An American citizen has been arrested and charged in the US state of Arizona for online comments that allegedly incited a “religiously motivated terrorist attack” in Australia a year ago in which six people died.
Police in the state of Queensland, Australia, confirmed on Wednesday that the Federal Bureau of Investigation (FBI) arrested a 58-year-old near Heber-Overgaard, Arizona on December 1. They did not disclose his name.
The attack took place at a remote property in Wieambilla, Queensland, on December 12, 2022, when two police officers and a bystander were fatally shot by Gareth Train, his brother Nathaniel and Nathaniel’s wife Stacey in an ambush at the Trains’ property, according to investigators.
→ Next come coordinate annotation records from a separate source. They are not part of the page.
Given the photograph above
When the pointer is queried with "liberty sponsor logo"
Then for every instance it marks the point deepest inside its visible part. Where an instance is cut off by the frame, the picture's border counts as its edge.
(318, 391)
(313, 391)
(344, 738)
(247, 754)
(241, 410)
Four officers had arrived at the property to investigate reports of a missing person. They walked into a hail of gunfire, police said at the time. Two officers managed to escape and raise the alarm.
The Trains engaged in an hours-long gun battle with the police before they were eventually shot dead.
“We know the offenders executed a religiously motivated terrorist attack in Queensland. They were motivated by a Christian extremist ideology,” Queensland police assistant commissioner Cheryl Scanlon told reporters.
The FBI is still investigating the American’s alleged motive.
Gareth Train began following the suspect on YouTube in May 2020. A year later, they were communicating directly, according to investigators.
“The man repeatedly sent messages containing Christian end-of-days ideology to Gareth and then later to Stacey,” Scanlon said.
A representative of the FBI in Australia, Nitiana Mann, said the arrest was the result of a joint investigation between the two countries.
“The FBI has a long memory and an even longer reach. From Queensland, Australia, to the remote corners of Arizona,” Mann said.
Investigators in both nations “worked jointly and endlessly to bring this man to justice, and he will face the crimes he is alleged to have perpetrated”, she added.
Gun crimes are rare in Australia because the country has some of the world’s most stringent gun laws, following a shooting in April 1996 when a gunman killed 35 people at a cafe and tourist site in the island state of Tasmania.